Polres Serang merazia warung jamu yang menjual minuman keras (miras) botolan dan tuak. Puluhan botol miras dan lima jerigen tuak diamankan petugas.
Operasi penindakan penyakit masyarakat (pekat) digelar pada Sabtu malam (28/3/2026). Operasi itu merupakan operasi gabungan Pemerintah Kecamatan Kibin dan Polsek Cikande.
Operasi menyisir sejumlah lokasi yang disinyalir menjadi tempat peredaran miras. Fokus penindakan diarahkan pada lapak-lapak kayu dan warung jamu yang diduga menjual minuman beralkohol secara ilegal.
"Penindakan terhadap penjual tuak dan miras di warung jamu ini merupakan respons atas aduan masyarakat yang merasa terganggu dengan aktivitas tersebut," kata Kapolsek Cikande AKP Tatang, Senin (30/3/2026).
Dari hasil penggeledahan, petugas gabungan berhasil mengamankan sejumlah barang bukti, di antaranya lima jerigen tuak atau minuman tradisional beralkohol, serta puluhan botol minuman keras berbagai merek yang disembunyikan di balik etalase warung jamu.
Seluruh barang bukti telah diamankan dan dibawa ke Mapolsek Cikande untuk proses lebih lanjut.
"Kami telah memberikan teguran keras kepada para pemilik lapak.
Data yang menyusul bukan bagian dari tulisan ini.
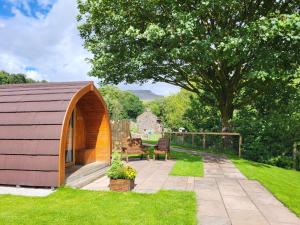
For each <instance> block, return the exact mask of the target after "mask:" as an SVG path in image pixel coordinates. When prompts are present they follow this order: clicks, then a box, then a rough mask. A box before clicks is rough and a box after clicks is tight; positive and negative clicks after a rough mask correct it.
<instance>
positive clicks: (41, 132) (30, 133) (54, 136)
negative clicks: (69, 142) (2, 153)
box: [0, 125, 61, 148]
mask: <svg viewBox="0 0 300 225" xmlns="http://www.w3.org/2000/svg"><path fill="white" fill-rule="evenodd" d="M60 129H61V125H25V126H23V125H14V126H8V125H2V126H0V139H2V140H6V139H10V140H26V139H30V140H53V139H60ZM4 147H5V146H4ZM0 148H2V147H0Z"/></svg>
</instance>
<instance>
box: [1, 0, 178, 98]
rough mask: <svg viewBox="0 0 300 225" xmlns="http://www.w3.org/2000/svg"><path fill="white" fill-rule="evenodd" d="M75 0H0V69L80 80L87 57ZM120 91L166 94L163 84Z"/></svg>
mask: <svg viewBox="0 0 300 225" xmlns="http://www.w3.org/2000/svg"><path fill="white" fill-rule="evenodd" d="M76 15H77V8H76V0H0V70H5V71H7V72H10V73H24V74H26V75H27V76H28V77H30V78H33V79H37V80H42V79H44V80H48V81H79V80H93V81H94V82H95V84H97V83H98V80H97V78H95V77H89V76H88V75H87V73H88V71H89V70H90V65H89V64H88V63H87V62H86V58H88V57H89V56H90V54H89V53H88V52H87V51H86V50H85V49H84V48H83V46H82V44H83V41H82V39H81V38H80V36H79V33H78V30H77V28H76V26H77V22H76ZM119 87H120V88H121V89H123V90H130V89H140V90H143V89H145V90H152V91H153V92H154V93H156V94H160V95H169V94H172V93H176V92H177V91H178V90H179V88H178V87H175V86H173V85H169V84H166V83H156V84H152V83H147V84H144V85H143V86H140V85H139V84H131V85H126V84H120V85H119Z"/></svg>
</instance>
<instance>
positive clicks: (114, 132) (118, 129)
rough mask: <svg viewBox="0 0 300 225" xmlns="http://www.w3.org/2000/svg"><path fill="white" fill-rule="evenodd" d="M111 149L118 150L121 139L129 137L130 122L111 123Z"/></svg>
mask: <svg viewBox="0 0 300 225" xmlns="http://www.w3.org/2000/svg"><path fill="white" fill-rule="evenodd" d="M111 130H112V149H113V151H115V150H120V149H121V143H122V138H124V137H129V136H130V120H117V121H111Z"/></svg>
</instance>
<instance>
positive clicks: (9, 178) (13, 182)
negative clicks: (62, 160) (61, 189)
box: [0, 170, 58, 187]
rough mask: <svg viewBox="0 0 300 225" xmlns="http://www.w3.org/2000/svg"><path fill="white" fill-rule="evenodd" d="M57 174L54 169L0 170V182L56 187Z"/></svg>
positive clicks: (5, 183)
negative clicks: (53, 170)
mask: <svg viewBox="0 0 300 225" xmlns="http://www.w3.org/2000/svg"><path fill="white" fill-rule="evenodd" d="M57 176H58V172H56V171H50V172H49V171H26V170H0V184H7V185H24V186H41V187H52V186H54V187H57V186H58V180H57Z"/></svg>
Apabila mereka kembali beroperasi dan melanggar aturan, kami akan mengambil tindakan hukum yang lebih tegas sesuai prosedur yang berlaku," tegasnya.
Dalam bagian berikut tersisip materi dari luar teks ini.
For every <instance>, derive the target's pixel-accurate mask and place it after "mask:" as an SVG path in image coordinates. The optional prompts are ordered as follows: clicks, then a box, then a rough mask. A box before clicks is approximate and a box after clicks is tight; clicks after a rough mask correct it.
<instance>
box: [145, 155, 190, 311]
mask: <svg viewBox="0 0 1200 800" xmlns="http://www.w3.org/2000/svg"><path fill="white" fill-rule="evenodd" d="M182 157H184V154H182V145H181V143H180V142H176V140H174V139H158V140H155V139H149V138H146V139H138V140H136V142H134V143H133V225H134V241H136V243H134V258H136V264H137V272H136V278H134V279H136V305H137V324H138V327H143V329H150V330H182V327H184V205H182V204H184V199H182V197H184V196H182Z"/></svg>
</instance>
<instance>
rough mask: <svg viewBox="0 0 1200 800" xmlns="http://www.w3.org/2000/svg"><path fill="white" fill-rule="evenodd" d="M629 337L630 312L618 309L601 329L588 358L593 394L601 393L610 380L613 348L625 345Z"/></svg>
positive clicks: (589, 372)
Sementara itu, Camat Kibin, Asep Saefullah, menegaskan bahwa operasi ini merupakan bentuk komitmen pemerintah dalam menjaga ketertiban dan keamanan masyarakat.
"Malam ini kami turun langsung untuk memastikan wilayah Kibin tetap kondusif. Penindakan terhadap penjual tuak dan miras di warung jamu ini merupakan respons atas aduan masyarakat yang merasa terganggu dengan aktivitas tersebut," ucapnya.